Though Jeff is Boesem’s favourite character, he often draws inspiration from a variety of sources, including his original university comic strip incarnation and from the people he’s met, for both the visual and personality side of his characters.

“Characters are a combination of things,” he says. “They sort of become composites of people you know or people you’ve met. Or certain types. Like Jeff and his friends Cam and Mo sort of mirror a friendship I had for a few years. But then the characters aren’t actually us so it’s not quite the same.”

It takes Boesem about two days on average to write an episode of The Village, from developing the conversations that the characters are having to setting a locale and doing the artwork. He tries to add in as many local hubs as possible, typically coffee shops. Scenes are written out on index cards, where they can be switched around throughout the creative process. Though the strip is very visual, it’s actually the writing that Boesem finds most exciting.

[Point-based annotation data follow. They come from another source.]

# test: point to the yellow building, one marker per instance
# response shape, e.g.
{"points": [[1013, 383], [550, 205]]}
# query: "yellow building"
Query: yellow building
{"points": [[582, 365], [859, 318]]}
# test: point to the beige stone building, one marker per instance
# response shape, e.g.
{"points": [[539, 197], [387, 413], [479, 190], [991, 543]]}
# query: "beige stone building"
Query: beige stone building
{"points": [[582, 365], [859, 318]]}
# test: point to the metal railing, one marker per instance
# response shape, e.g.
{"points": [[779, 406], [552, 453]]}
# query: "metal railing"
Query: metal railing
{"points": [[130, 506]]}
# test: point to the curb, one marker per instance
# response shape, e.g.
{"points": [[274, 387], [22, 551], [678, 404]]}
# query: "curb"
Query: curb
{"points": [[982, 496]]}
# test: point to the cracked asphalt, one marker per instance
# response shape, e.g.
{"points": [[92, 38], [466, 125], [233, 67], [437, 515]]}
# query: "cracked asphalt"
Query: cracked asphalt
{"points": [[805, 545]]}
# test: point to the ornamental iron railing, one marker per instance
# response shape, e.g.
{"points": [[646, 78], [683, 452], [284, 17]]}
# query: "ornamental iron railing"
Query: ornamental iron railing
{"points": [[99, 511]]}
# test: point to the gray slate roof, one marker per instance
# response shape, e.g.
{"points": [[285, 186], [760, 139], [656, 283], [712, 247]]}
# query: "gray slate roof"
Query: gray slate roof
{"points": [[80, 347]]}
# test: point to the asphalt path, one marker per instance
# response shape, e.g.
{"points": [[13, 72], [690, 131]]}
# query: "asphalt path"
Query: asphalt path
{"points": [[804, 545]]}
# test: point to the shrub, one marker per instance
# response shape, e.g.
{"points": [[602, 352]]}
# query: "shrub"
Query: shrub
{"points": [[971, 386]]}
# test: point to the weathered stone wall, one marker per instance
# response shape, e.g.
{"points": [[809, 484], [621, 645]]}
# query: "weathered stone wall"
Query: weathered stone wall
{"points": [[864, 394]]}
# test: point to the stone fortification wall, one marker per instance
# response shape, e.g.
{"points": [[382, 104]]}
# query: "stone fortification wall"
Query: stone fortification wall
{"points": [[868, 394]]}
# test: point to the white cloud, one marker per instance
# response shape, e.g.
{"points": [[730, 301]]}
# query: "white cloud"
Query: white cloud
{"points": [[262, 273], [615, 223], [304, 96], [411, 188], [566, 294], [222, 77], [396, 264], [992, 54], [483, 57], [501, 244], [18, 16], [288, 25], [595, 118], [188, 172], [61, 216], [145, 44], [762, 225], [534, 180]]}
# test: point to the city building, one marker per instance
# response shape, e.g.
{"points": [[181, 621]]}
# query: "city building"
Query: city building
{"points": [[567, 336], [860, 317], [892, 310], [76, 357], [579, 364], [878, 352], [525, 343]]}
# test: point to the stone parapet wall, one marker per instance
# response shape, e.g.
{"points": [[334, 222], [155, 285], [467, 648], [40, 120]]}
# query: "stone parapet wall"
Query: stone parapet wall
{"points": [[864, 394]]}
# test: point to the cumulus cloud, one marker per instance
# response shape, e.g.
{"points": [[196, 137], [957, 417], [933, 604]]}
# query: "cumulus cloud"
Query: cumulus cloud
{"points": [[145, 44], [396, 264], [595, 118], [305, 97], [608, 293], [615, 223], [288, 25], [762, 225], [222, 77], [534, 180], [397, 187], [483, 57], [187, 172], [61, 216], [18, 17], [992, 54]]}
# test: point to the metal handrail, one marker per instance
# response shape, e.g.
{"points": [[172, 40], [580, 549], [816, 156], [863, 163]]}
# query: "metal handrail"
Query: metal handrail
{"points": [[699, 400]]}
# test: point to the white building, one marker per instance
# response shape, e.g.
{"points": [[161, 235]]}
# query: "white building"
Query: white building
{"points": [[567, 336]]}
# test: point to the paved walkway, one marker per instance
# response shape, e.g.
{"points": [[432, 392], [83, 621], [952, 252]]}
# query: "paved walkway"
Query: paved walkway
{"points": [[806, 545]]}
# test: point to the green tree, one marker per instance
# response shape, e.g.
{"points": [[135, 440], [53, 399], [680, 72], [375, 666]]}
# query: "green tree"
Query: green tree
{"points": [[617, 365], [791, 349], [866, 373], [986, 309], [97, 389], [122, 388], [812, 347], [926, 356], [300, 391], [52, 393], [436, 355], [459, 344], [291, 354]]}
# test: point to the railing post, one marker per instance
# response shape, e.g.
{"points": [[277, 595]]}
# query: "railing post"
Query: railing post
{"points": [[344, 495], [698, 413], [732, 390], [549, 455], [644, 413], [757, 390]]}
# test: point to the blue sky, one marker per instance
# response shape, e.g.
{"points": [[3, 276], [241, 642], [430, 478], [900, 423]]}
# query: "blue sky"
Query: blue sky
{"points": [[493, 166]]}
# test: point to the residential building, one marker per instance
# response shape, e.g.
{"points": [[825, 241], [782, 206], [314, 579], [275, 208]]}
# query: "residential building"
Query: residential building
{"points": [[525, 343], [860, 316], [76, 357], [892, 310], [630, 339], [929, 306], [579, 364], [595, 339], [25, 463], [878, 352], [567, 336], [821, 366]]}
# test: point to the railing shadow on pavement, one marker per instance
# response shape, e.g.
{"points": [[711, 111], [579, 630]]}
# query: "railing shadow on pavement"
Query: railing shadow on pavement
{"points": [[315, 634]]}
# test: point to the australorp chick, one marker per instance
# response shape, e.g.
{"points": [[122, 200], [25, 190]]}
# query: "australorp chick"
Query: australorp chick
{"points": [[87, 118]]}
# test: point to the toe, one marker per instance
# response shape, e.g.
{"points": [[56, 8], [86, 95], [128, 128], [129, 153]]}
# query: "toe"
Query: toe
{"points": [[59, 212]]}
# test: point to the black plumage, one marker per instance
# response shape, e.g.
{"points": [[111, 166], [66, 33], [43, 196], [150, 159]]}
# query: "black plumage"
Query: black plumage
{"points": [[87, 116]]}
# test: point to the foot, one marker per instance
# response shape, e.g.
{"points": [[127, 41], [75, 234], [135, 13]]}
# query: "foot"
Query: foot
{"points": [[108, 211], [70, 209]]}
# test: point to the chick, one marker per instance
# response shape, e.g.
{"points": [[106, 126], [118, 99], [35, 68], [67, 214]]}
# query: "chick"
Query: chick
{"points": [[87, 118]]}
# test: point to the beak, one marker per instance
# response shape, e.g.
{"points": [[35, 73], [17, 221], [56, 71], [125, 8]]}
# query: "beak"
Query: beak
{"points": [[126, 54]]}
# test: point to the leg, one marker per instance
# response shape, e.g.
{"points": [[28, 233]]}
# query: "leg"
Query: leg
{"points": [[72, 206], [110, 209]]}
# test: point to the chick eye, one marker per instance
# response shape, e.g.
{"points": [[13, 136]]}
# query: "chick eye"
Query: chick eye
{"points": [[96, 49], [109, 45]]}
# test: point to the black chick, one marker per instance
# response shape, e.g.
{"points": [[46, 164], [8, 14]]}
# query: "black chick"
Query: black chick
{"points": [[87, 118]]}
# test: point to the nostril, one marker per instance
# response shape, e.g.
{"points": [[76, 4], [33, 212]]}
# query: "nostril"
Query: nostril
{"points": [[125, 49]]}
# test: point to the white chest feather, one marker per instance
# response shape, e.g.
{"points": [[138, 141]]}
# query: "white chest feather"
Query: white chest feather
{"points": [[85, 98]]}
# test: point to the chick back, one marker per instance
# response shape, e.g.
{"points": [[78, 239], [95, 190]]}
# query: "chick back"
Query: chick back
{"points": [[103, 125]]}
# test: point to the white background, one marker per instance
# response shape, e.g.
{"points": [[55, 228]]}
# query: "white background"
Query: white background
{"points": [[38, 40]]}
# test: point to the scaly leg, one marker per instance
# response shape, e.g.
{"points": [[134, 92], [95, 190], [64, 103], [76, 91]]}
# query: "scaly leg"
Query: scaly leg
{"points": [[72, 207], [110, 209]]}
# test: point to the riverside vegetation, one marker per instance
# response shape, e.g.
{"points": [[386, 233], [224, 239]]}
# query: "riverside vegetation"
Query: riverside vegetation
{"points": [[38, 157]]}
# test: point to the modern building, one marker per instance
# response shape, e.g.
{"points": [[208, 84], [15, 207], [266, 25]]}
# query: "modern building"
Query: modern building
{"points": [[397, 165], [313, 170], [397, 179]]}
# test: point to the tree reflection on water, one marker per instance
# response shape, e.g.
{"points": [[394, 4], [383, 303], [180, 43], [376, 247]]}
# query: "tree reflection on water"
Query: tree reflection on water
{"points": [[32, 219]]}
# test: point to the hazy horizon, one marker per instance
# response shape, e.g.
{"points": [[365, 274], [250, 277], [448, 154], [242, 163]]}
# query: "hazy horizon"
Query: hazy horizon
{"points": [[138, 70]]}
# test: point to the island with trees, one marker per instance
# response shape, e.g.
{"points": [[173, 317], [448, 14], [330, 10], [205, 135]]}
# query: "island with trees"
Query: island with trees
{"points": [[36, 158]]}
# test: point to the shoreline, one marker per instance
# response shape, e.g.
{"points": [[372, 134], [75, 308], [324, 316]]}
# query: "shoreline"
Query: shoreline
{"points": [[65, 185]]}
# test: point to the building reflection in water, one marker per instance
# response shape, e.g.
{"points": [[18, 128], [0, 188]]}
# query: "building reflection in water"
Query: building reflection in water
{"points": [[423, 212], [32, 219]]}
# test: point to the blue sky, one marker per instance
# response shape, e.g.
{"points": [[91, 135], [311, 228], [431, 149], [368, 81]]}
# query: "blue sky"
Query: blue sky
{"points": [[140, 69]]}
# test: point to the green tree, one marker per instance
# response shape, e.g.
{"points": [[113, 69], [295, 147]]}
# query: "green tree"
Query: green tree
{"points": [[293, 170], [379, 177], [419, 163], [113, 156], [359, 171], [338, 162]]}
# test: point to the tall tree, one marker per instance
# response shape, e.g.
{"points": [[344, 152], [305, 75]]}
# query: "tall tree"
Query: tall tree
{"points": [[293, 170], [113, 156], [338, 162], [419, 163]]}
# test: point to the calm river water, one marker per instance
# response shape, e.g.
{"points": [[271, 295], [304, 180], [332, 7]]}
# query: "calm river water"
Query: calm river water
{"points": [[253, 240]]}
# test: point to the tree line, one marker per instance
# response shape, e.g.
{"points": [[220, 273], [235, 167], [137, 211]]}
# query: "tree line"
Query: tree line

“Doing the writing is actually my favourite part,” he says. “I mean, I really like doing the artwork too, but when it gets to the point of doing the artwork, it’s all kind of figured out. It’s sort of like the designing of the building is over and the building of the building has to start.”

It’s important to Boesem to create characters that are developed and relatable, as well as have each strip appeal to both new and loyal readers.

“I want people who’ve never read it before who happen to pick up the paper and read it to get something out of it,” he says. “For me, that means there has to be something in the scene that’s entertaining or funny. But then in the larger sense, I want people who read it regularly to have a reason to come back and want to know what’s going to happen.”

As for what’s going to happen next in the world of The Village, Boesem has an overarching plan for the next couple of years, but won’t reveal too much when it comes to the details. All he’ll say is that Jeff might actually find love in the coming months, and Sarbjit will plunge into deeper debt and trouble with her student loans.

Readers can also look forward to a website about The Village in the new year that will have information such as character biographies and explanations about how all the characters are related.

Boesem is pleased about the success of the Village but he’s most excited about people actually getting involved with its characters and participating in the strip’s own culture of gossip.

“For the first little while people were like, ‘Oh, congratulations’ but they didn’t say a lot about it,” he says. “In the last probably four to six months, more people will come and actually ask me about specific strands, ask me about the characters or say they’ve read it and really liked it.”